Prélude
2019
Le groupe d'artistes se constitue autour de la proposition d'Emmanuel Simon
- Photographies du lieu d'intervention à Fiac
- Notes sur un document de travail partagé
On a coutume de dire que 20 ans est « le plus bel âge de la vie ». Cette assertion, parfois galvaudée, prend tout son sens avec cet événement unique qu’est « Des artistes chez l’habitant ». Depuis toutes ces années, quasiment deux cents artistes sont venus à Fiac et dans ses alentours pour y produire un travail inédit, dans un environnement tout aussi inédit, puisque présenté chez l’habitant. Chaque artiste, chaque hôte ayant participé à cet événement possède ainsi une histoire singulière à partager, témoignage précieux de ces moments de rencontre, de complicité et d’échange qui ont fait la spécificité de cette manifestation.
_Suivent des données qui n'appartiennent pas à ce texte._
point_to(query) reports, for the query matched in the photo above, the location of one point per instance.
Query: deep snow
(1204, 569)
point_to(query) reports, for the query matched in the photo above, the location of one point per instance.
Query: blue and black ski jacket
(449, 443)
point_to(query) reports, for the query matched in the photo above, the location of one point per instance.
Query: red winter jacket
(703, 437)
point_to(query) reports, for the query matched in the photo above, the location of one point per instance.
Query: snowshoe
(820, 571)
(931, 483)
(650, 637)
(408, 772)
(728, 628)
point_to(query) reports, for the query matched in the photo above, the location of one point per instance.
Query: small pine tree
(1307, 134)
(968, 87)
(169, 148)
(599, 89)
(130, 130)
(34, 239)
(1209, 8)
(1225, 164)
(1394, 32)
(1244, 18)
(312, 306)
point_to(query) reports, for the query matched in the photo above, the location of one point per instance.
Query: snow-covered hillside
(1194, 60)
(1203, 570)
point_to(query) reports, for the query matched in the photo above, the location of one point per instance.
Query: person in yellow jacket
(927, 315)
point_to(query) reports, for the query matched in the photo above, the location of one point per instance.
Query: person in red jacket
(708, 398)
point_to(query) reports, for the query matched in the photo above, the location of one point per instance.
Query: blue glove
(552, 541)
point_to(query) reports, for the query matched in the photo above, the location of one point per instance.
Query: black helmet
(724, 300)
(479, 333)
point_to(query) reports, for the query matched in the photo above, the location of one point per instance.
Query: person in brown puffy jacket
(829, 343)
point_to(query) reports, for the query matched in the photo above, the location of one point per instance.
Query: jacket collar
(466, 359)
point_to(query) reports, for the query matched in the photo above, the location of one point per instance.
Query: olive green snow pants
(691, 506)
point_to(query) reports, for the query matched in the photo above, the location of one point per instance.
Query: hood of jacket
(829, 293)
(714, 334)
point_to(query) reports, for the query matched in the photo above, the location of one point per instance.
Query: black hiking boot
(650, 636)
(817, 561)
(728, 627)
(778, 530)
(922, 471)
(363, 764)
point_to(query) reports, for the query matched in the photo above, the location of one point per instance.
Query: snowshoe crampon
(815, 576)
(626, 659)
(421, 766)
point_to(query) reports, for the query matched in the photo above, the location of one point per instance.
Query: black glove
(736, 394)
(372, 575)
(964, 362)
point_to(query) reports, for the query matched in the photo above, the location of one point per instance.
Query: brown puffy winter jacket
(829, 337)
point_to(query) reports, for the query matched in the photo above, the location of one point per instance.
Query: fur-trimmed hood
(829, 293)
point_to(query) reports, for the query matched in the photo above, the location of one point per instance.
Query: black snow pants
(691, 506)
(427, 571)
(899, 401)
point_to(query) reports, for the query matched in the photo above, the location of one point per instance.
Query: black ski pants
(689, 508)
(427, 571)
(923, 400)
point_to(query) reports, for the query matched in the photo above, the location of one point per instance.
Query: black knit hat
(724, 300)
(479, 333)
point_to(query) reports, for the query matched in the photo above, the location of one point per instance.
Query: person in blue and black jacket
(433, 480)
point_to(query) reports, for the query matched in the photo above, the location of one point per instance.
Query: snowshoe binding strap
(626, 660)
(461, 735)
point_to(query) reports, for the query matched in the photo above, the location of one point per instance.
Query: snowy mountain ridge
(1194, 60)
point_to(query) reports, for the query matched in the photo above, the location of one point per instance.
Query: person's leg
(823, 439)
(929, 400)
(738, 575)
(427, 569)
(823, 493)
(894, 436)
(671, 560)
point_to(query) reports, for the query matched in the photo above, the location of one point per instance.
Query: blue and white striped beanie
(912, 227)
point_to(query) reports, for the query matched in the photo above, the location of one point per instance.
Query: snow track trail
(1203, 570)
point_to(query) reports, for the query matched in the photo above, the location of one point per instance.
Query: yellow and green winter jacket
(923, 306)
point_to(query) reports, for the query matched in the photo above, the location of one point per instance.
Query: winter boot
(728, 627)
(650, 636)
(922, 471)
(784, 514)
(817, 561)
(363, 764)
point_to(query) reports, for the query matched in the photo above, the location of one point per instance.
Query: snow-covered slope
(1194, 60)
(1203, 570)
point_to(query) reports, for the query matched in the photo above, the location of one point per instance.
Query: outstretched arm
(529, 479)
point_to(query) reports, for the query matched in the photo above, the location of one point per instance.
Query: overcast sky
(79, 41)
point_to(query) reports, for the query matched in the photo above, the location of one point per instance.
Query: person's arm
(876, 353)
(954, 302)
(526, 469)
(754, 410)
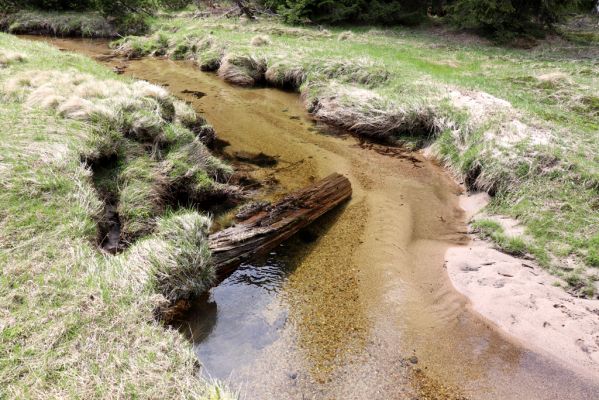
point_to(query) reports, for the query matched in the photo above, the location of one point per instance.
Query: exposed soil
(365, 310)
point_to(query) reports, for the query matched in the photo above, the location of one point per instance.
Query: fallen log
(267, 228)
(263, 229)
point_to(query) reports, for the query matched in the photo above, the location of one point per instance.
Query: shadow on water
(244, 314)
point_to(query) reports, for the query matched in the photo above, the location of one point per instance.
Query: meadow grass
(520, 124)
(82, 24)
(74, 321)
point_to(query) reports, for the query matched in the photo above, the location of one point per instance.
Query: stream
(359, 305)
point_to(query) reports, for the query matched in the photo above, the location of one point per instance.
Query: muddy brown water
(359, 306)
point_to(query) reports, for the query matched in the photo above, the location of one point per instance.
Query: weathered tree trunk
(262, 232)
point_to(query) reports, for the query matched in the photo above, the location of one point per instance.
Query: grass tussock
(76, 24)
(138, 123)
(519, 124)
(10, 57)
(260, 40)
(74, 322)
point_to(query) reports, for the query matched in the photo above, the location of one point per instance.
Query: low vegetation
(519, 124)
(75, 322)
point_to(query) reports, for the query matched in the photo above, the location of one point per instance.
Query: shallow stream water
(359, 306)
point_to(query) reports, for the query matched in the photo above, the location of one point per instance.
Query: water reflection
(241, 316)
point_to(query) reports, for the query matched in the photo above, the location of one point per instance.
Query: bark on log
(262, 232)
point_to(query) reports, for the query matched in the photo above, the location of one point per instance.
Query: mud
(364, 309)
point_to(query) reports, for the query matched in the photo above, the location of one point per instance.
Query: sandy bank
(520, 298)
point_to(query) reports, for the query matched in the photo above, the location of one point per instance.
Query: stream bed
(359, 305)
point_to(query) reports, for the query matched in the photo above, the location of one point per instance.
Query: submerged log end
(266, 229)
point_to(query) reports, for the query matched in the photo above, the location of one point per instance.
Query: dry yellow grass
(74, 322)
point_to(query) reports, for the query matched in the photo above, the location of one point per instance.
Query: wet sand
(367, 309)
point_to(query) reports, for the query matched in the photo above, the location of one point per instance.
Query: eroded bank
(365, 309)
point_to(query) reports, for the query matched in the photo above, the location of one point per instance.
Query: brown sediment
(371, 291)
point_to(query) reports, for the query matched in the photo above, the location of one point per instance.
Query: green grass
(521, 124)
(74, 322)
(76, 24)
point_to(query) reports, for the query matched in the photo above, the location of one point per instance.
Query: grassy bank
(75, 24)
(520, 124)
(76, 322)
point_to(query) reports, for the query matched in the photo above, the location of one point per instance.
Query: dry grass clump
(74, 322)
(553, 80)
(177, 257)
(360, 71)
(260, 40)
(366, 113)
(242, 70)
(129, 113)
(138, 110)
(8, 57)
(58, 24)
(347, 35)
(285, 74)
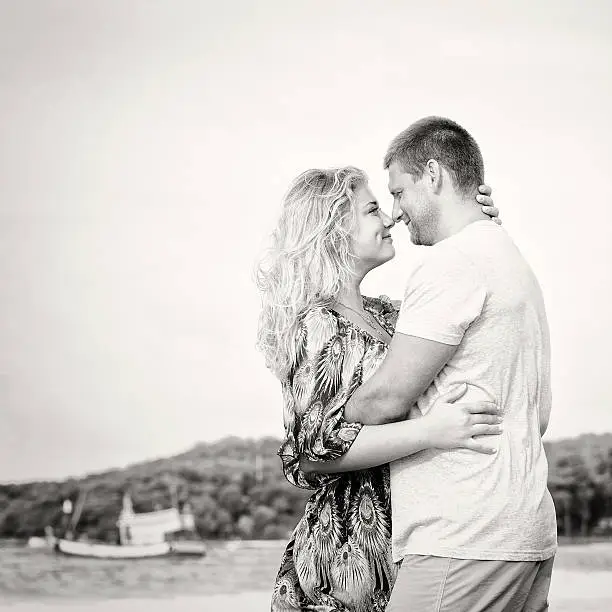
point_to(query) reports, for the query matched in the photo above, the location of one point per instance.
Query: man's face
(413, 204)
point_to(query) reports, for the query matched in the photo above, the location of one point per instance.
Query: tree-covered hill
(237, 490)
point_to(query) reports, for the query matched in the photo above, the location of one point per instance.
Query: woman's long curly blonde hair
(310, 259)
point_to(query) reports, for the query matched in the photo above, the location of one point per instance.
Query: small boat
(97, 550)
(145, 535)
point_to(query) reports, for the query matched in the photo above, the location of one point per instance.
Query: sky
(145, 148)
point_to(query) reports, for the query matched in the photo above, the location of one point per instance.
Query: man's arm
(409, 368)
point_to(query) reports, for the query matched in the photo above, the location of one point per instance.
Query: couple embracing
(419, 425)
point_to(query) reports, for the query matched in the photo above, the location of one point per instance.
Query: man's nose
(397, 212)
(388, 221)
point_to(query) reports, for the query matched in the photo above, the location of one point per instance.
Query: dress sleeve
(327, 373)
Sans parler de bilan, cette vingtième édition des « Artistes chez l’habitant » est l’occasion de se pencher sur cette aventure improbable, qui perdure pourtant encore aujourd’hui. L’occasion de regarder le chemin parcouru, de s’interroger sur cette histoire en marche, mais aussi, et surtout, d’en imaginer le futur.
C’est sous ce terme d’ « histoire », au sens large, que se placera donc cette vingtième édition, permettant d’aborder tant les moments uniques permis et offerts par ce festival, que la vision toujours acérée des créateurs sur les bouleversements de nos sociétés contemporaines, en perpétuelle évolution. Entremêler les « petites » histoires et la « grande » Histoire. Privilégier la rencontre, l’échange, l’interaction, tout en portant un regard particulier sur l’évolution du monde, comme seuls peuvent et savent le faire les artistes.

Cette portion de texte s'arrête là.